Mais les deux conférences se sont bien passées, ce qui est le principal.
A KanDDDinsky j’ai fait ma conférence sur le manque d’inclusion des personnes handicapées dans la tech. C’est une conférence où je parle beaucoup de mon expérience personnelle avec le handicap, elle est émotionnellement très chargée et je suis toujours particulièrement touchée quand j’ai des retours positifs à la fin.
Au SymfonyLive j’ai fait ma conférence sur l’importance de la connaissance des sciences sociales pour notre industrie.
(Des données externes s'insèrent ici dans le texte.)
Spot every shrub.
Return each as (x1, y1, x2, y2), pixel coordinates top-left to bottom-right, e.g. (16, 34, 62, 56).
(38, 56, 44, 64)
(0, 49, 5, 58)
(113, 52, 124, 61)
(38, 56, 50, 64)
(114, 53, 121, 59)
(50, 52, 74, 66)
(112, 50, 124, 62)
Cette conférence est sûrement ma plus militante à date, celle où je prends le moins de pincettes et je suis un peu triste qu’elle ne soit pas plus souvent sélectionnée. Mais j’ai eu de très bonnes discussions avec des personnes du public après la conférence et j’ai vraiment eu l’impression d’avoir un impact.
Bon, j’ai aussi eu mon premier feedback négatif suite à cette conférence, et ça m’a un peu secouée… J’avais envie de partager avec vous ce qui s’est passé, comment j’ai réagi à chaud et comment finalement ça va changer mes pratiques pour la suite.
La bonne élève se prend une salle note
A l’école, j’étais une bonne élève. Mes parents valorisaient beaucoup cette qualité que j’avais et ça a clairement toujours fait partie des choses qui nourrissaient mon égo de façon positive. Dans ma vie j’ai beaucoup échoué, comme la plupart des gens, mais j’ai rarement fait du mauvais travail. Quand je m’engage pour quelque chose, je le fais bien, je le fais même en général mieux que ce à quoi les gens s’attendent et j’ai rarement eu de mauvais commentaires/retours sur un travail effectué. Avec mes proches ont rigole souvent de mon syndrôme première de classe, parce qu’à 36 ans je continue à trouver beaucoup de plaisir quand on me félicite pour un travail bien fait.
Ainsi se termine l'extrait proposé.